Luke Mahler received this year’s Fisher Award, given by the Society for the Study of Evolution for the best paper emanating from a Ph.D. thesis published in Evolution in the preceding year. Mahler asked “what is the trigger for adaptive radiation?” and answered, “ecological opportunity”: a wealth of evolutionarily accessible resources (from Schluter). This leads to the prediction that the pace of adaptive radiation is regulated by competition, and is thus diversity-dependent. This hypothesis has been tested greatly in recent years by seeing if the rate of species diversification decreases through time as a clade radiates. But, Mahler argued, counting species is not enough—rather, we need to focus on patterns of diversification in adaptive traits.

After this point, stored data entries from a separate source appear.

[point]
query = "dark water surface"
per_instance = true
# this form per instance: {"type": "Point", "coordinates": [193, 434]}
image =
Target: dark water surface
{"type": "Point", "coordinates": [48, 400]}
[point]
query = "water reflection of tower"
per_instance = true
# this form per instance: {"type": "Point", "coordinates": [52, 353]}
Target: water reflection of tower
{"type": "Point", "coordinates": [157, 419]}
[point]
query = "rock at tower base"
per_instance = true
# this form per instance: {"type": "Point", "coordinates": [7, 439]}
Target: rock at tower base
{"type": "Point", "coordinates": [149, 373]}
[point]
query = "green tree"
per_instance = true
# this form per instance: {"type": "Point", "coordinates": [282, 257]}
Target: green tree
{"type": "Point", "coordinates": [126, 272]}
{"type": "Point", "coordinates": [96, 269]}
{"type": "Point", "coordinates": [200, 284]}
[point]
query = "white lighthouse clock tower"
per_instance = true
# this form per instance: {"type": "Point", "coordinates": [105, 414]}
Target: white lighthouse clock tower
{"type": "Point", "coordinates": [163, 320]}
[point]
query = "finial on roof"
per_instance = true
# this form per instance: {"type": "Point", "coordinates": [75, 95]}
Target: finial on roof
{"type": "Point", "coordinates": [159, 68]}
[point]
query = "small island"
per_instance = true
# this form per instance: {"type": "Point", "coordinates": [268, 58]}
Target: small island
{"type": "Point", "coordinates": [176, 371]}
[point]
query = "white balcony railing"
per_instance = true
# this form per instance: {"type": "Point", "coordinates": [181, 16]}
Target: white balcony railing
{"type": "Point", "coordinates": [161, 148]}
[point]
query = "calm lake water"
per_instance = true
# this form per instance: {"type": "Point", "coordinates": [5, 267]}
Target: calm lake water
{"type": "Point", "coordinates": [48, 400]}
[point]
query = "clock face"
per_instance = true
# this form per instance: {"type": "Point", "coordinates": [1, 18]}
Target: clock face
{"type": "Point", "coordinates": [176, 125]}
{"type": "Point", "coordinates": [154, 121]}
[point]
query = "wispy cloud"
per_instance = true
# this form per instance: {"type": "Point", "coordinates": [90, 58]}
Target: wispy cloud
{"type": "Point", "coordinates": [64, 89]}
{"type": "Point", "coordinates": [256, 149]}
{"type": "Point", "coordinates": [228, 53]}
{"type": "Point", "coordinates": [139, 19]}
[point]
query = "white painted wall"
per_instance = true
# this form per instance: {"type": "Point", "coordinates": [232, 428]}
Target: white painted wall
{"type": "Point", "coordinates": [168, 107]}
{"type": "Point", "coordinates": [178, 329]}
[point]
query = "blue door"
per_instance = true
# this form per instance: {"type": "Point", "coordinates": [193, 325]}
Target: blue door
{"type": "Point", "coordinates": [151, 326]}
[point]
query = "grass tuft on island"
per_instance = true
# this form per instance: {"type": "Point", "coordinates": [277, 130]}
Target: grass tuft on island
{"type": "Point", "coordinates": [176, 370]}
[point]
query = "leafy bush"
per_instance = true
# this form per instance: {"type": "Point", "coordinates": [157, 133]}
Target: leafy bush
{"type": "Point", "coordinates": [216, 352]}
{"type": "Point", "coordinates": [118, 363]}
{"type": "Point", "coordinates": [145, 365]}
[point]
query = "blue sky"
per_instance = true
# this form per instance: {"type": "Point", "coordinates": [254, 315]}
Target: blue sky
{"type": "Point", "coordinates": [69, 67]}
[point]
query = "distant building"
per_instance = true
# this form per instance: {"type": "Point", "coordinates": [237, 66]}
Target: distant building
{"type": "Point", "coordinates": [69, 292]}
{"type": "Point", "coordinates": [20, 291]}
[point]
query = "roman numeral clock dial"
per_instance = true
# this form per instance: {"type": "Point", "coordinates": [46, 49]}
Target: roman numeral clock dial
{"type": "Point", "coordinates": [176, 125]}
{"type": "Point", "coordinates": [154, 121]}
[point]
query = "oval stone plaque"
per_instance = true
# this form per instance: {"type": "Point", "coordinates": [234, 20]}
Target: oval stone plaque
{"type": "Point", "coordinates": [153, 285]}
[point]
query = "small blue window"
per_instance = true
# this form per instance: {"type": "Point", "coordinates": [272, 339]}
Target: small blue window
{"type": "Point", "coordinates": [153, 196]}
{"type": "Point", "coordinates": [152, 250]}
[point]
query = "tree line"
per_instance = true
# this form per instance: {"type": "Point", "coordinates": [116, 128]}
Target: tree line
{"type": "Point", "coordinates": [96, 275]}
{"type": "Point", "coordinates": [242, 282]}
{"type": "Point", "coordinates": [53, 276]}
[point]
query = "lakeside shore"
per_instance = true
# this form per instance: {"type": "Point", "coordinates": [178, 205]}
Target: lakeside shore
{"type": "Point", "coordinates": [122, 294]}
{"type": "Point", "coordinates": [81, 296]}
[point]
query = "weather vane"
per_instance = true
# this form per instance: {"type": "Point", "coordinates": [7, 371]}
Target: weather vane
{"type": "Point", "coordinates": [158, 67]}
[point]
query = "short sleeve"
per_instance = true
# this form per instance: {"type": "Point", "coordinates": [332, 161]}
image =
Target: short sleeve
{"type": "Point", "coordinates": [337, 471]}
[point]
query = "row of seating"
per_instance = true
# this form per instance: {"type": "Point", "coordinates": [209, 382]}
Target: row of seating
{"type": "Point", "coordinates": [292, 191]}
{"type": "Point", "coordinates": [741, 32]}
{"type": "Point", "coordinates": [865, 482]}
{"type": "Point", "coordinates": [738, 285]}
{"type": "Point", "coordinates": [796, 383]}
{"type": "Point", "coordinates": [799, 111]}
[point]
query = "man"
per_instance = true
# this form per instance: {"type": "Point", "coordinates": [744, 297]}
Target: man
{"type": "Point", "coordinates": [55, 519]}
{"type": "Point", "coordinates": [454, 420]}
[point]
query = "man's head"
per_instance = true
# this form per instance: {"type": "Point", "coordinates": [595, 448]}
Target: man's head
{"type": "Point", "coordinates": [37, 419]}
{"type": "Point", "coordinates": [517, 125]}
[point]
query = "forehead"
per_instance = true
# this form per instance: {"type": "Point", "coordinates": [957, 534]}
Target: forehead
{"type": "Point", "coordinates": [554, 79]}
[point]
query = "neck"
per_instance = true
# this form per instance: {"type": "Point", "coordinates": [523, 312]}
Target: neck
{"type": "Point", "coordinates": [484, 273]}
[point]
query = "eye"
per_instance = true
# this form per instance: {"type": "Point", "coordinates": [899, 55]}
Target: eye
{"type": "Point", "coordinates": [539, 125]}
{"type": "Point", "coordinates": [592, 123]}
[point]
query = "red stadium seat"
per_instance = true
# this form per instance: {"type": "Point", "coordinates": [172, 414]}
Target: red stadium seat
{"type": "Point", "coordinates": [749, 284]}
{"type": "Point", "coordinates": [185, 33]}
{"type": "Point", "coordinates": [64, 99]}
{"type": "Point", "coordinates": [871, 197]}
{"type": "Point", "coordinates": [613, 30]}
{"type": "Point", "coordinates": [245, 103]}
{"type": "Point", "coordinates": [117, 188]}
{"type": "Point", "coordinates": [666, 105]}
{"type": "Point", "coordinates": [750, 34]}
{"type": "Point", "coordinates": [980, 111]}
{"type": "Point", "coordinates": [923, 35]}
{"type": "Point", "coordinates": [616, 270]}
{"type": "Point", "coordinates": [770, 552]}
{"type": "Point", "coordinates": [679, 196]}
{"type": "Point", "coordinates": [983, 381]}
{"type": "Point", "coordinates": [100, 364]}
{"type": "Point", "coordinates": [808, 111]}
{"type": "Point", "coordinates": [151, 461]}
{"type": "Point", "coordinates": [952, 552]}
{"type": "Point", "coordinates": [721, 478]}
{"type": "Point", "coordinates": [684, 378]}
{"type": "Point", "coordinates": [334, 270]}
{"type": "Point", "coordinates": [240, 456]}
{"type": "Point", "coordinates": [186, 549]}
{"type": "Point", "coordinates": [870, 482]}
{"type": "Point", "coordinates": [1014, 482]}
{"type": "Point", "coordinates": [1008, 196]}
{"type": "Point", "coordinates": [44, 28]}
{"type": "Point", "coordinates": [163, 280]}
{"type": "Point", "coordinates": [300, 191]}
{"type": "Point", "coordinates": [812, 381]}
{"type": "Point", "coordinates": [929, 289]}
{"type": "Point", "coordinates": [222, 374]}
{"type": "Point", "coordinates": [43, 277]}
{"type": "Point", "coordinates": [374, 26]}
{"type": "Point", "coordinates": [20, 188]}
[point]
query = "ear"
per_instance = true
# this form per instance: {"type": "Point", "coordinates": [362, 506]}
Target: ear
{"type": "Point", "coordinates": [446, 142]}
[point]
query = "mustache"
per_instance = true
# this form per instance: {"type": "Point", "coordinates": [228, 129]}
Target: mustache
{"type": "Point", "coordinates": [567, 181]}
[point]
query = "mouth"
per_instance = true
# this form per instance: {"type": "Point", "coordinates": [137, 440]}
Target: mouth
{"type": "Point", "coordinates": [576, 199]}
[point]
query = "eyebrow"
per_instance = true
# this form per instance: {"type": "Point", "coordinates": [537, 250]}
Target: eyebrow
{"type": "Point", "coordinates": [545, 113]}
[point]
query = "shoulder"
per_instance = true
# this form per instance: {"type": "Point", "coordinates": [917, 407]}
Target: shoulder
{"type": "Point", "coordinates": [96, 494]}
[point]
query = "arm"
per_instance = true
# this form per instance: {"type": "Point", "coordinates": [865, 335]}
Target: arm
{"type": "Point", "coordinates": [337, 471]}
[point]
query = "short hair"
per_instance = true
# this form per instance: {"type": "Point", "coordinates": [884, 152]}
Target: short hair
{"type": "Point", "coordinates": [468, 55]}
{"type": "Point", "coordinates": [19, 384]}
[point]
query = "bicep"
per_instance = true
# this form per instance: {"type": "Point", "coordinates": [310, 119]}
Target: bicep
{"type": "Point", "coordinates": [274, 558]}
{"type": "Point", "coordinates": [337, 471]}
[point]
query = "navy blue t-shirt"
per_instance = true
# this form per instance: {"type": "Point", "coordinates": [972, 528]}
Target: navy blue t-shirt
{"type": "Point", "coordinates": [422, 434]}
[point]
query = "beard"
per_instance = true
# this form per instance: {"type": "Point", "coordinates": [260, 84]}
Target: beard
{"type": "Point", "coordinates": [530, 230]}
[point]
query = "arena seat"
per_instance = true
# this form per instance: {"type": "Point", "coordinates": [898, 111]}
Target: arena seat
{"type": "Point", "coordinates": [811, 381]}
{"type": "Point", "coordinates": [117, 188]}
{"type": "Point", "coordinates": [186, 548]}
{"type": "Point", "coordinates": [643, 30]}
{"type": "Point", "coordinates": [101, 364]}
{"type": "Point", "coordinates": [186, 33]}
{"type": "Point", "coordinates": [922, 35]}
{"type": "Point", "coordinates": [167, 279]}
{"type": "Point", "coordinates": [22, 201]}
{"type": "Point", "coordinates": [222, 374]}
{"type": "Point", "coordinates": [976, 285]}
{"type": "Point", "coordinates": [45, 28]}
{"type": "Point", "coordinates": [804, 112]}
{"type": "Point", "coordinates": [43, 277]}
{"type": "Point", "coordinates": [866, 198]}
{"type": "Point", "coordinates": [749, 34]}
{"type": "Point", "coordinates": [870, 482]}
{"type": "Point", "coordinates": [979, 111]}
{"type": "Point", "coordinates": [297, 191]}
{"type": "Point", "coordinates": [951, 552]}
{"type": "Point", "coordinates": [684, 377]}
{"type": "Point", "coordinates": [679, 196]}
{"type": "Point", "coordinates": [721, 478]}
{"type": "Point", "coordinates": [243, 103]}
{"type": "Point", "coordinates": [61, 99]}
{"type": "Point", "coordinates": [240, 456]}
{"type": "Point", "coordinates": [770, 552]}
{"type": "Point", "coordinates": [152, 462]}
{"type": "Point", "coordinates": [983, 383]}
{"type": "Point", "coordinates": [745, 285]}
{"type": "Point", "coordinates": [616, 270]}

Focusing on Greater Antillean anoles, Mahler asked whether rates of ecomorphological diversification decline as the number of species on an island increases. Testing this hypothesis requires estimating historical ecological opportunity (EO) by inferring ancestral species richness on an island and estimating rates of morphological evolution at ancestral nodes and how they changed as a function EO. To do this, Mahler and co-author Liam Revell developed at maximum likelihood approach to infer ancestral states incorporating uncertainty on the reconstruction of ancestral biogeographic locations.
The result is strong support for the ecological opportunity model. Rates of ecomorphological evolution are high early in anole radiation, but decline with increasing species richness.